Create Optimized AMI to provision capacity faster

Create your SOCA Optimized AMI¶

By default, SOCA provision vanilla AMIs from the AWS Marketplace (Amazon Linux, RHEL, Centos, ROcky, Windows ...) and install all required packages. This process can take between 5 to 10 minutes depending if it's an HPC or Virtual Desktop nodes as well as which operating system you are using.

If this cold time is not acceptable for your workload, you can launch AlwaysOn instance or pre-bake your AMI with all required libraries.

Below is the baseline time for an EC2 machine to go through the entire SOCA Bootstrap sequence and be ready to serve job/virtual desktop:

Node Type	Setup Time with Standard AMI	Setup Time with SOCA Optimized AMI	Provisioning Speedup
HPC Node (Amazon Linux 2)	5 minutes	1 minute	80%
HPC Node (Amazon Linux 2023)	5 minutes	1 minute	80%
HPC Node (RHEL9)	8 minutes	1 minute	88%
HPC Node (RHEL8)	6 minutes	1 minute	83%
HPC Node (Rocky9)	7 minutes	1 minute	86%
HPC Node (Rocky8)	7 minutes	1 minute	86%
Virtual Desktop (Amazon Linux 2)	8 minutes	1 minute	88%
Virtual Desktop (RHEL9)	13 minutes	1 minute	92%
Virtual Desktop (RHEL8)	15 minutes	1 minute	93%
Virtual Desktop (Rocky9)	15 minutes	1 minute	93%
Virtual Desktop (Rocky8)	16 minutes	1 minute	94%
Virtual Desktop (Windows)	6 minutes	4 minutes ¹	33%

Info

Standard AMI: The standard vanilla AMI provided by AWS Marketplace.

SOCA Optimized AMI: A standard AMI with SOCA requirements (library, packages ...) pre-installed.

¹: You won't see much performance improvement with Windows Virtual destkop as most time-sensitive actions such as compiling scheduler/cache are not performed on Windows.
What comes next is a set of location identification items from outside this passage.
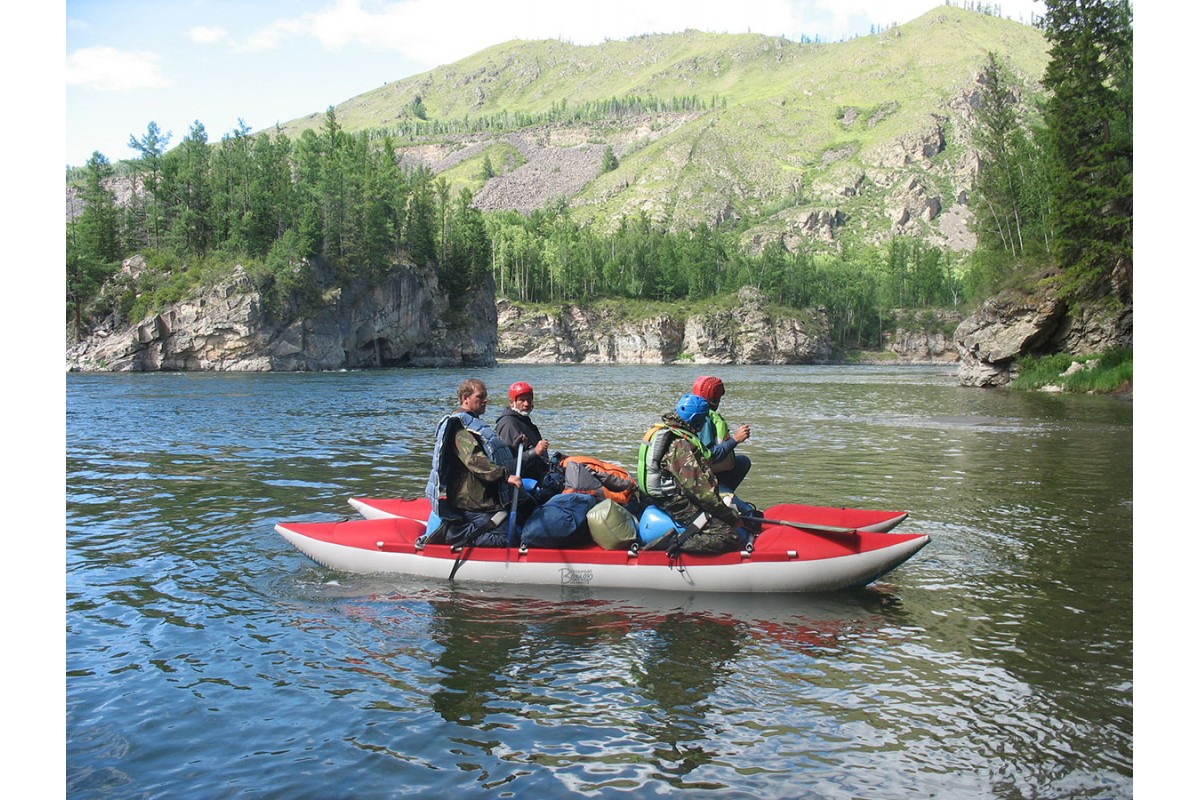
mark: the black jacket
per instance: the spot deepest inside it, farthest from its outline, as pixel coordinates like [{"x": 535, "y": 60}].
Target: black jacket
[{"x": 509, "y": 427}]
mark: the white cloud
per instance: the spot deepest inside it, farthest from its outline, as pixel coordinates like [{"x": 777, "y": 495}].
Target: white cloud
[
  {"x": 106, "y": 67},
  {"x": 437, "y": 31},
  {"x": 207, "y": 35}
]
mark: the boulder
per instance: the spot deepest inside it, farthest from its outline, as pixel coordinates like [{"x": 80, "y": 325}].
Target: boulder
[{"x": 1006, "y": 326}]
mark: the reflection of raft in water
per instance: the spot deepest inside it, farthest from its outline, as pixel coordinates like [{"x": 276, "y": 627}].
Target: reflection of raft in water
[{"x": 844, "y": 548}]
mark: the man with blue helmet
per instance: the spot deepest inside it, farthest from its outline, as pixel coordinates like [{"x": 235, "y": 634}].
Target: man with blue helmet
[{"x": 675, "y": 469}]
However, as a Virtual Desktop machine, you will be able to restart a provisioned Desktop in ~1 minute.

Linux HPC Node¶

Manual Image Creation¶

To create a Linux HPC node optimized AMI, you must first launch a simple job that will run for the time of the AMI creation:

qsub -l base_os=amazonlinux2 -- /bin/tail -f /dev/null

Note

Change -l base_os to match the target operating system of your AMI (e.g: -l base_os=rhel9)

Click here for all supported Base OS

Wait until your job is running (R state) as shown below:

# Job is in `Q` state and not ready for the AMI Process. Wait a little longer
[socaadmin@ip-150-0-72-143 ~]$ qstat
Job id            Name             User              Time Use S Queue
----------------  ---------------- ----------------  -------- - -----
0.ip-150-0-72-143 STDIN            socaadmin                0 Q normal

# Job is in `R` state, you can now proceed to the AMI generation
[socaadmin@ip-150-0-72-143 ~]$ qstat
Job id            Name             User              Time Use S Queue
----------------  ---------------- ----------------  -------- - -----
0.ip-150-0-72-143 STDIN            socaadmin         00:00:00 R normal

Once your job is running, it's now time to create the AMI. Go to the EC2 console and select the EC2 machine dedicated to the job (the name of the instance will be <soca-$SOCA_CLUSTER_ID>-<JOB_ID>), then click Actions (1) > Image and templates (2) > Create Image (3)

Note

You can also retrieve the machine serving the current job by running qstat -f <jobid> | grep comment

# The IP of the EC2 instance we want to create an AMI from is 150.0.241.185
qstat -f 0  | grep comment
comment = Job run at Fri Dec 20 at 08:12 on (ip-150-0-241-185:ncpus=1)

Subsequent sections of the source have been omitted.